The findings demonstrate that under reduced anthropogenic background loading (lockdown), the condensation sink was sufficiently low to enable vigorous NPF and rapid growth when impacted by an SO2-rich plume from a coal-fired power plant. The combined observational and modeling evidence (chemical composition, size distribution evolution, back-trajectories, STILT footprints, TROPOMI SO2, and HYSPLIT dispersion) supports the Neyveli plume as the dominant source of sulfate driving the event. The event reveals that sulfate (via H2SO4 from SO2 oxidation and potentially heterogeneous SO2 uptake under high RH) can dominate growth to CCN-relevant sizes in this tropical coastal environment, contrary to the more common organic-driven growth under polluted conditions. The substantial increases in κ and CCN number concentration, particularly the strong sensitivity at low supersaturation, directly address the study’s goal of quantifying how precursor emissions and aerosol processes modulate CCN under cleaner conditions. These results underscore the climate relevance: in low-background regimes, point-source SO2 emissions can disproportionately enhance CCN and cloud-forming potential, with implications for aerosol–cloud interactions and radiative forcing.
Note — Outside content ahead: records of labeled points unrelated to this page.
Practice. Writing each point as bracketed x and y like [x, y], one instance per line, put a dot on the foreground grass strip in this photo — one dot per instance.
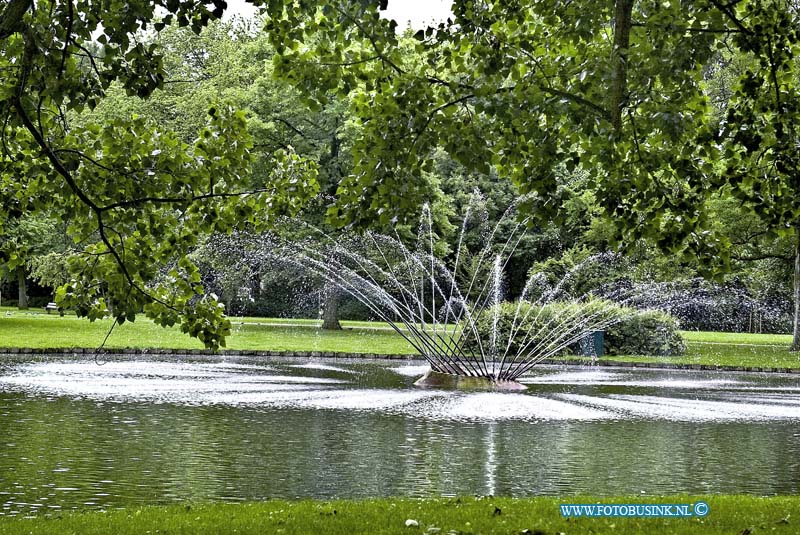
[39, 330]
[43, 331]
[728, 515]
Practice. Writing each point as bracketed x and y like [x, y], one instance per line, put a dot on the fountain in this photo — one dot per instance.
[453, 320]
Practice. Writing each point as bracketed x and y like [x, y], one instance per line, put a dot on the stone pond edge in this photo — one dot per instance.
[332, 354]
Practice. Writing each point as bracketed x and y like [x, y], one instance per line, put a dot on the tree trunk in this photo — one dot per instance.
[22, 300]
[330, 310]
[796, 330]
[623, 12]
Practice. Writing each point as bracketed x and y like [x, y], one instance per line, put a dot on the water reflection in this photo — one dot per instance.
[74, 434]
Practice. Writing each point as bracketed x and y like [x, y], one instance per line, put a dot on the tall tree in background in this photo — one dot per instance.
[616, 89]
[136, 192]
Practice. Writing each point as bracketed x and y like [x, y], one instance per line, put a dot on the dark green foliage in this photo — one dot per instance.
[647, 332]
[556, 328]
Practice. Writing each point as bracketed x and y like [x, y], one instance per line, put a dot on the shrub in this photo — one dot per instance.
[627, 331]
[648, 332]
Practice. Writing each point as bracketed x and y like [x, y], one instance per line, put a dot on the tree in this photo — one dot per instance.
[617, 89]
[137, 194]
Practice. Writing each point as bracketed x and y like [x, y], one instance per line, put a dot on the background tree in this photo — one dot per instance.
[528, 88]
[127, 186]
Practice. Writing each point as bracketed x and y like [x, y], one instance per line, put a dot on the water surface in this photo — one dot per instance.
[79, 434]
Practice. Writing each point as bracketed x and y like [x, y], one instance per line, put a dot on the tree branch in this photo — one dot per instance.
[11, 17]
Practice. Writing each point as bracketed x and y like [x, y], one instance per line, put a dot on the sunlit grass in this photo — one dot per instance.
[35, 329]
[727, 515]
This study provides direct observational evidence that SO2 emissions from a large coal-fired power plant can trigger intense NPF and rapid growth of sulfate-rich particles to CCN-active sizes under relatively clean background conditions. The event in Chennai during the COVID-19 lockdown exhibited unusually high sulfate fractions, rapid increases in particle size (Dgmd to ~160 nm), elevated hygroscopicity (κ up to ~0.53 at low Seff), and large increases in CCN concentrations across supersaturations. The work establishes a measurement-based baseline for tropical India highlighting the strong sensitivity of CCN to point-source SO2 under clean conditions and emphasizes that, in business-as-usual polluted environments, such sulfate-driven growth would likely be suppressed by higher condensation/coagulation sinks. Policy implications include the need to consider plume-driven NPF and growth when designing PM2.5 reduction strategies in coastal clusters. Future research should expand multi-event and multi-site observations, improve chemical speciation at sub-50 nm sizes, quantify heterogeneous SO2 pathways under varying RH, and integrate targeted modeling to refine aerosol–cloud forcing estimates.

- Instrumental: ACSM cannot resolve chemical composition for particles <40–50 nm, limiting direct attribution of nucleation-mode composition. Unit mass resolution precluded definitive MSA detection for DMS-source evaluation. - Case-study nature: Findings are based on a single prominent event under unique lockdown conditions; generalizability across seasons, locations, and non-lockdown conditions requires further study. - Source apportionment uncertainties: While multiple lines of evidence point to the power plant plume, precise quantitative source attribution and in-plume chemistry remain constrained by model and satellite data resolutions and assumptions. - Process attribution: H2SO4 condensation alone may not fully explain observed growth rates; contributions from heterogeneous SO2 uptake and other species were inferred but not directly measured. - Meteorological variability: Boundary layer dynamics and transport pathways can modulate results; detailed vertical profiling was not available.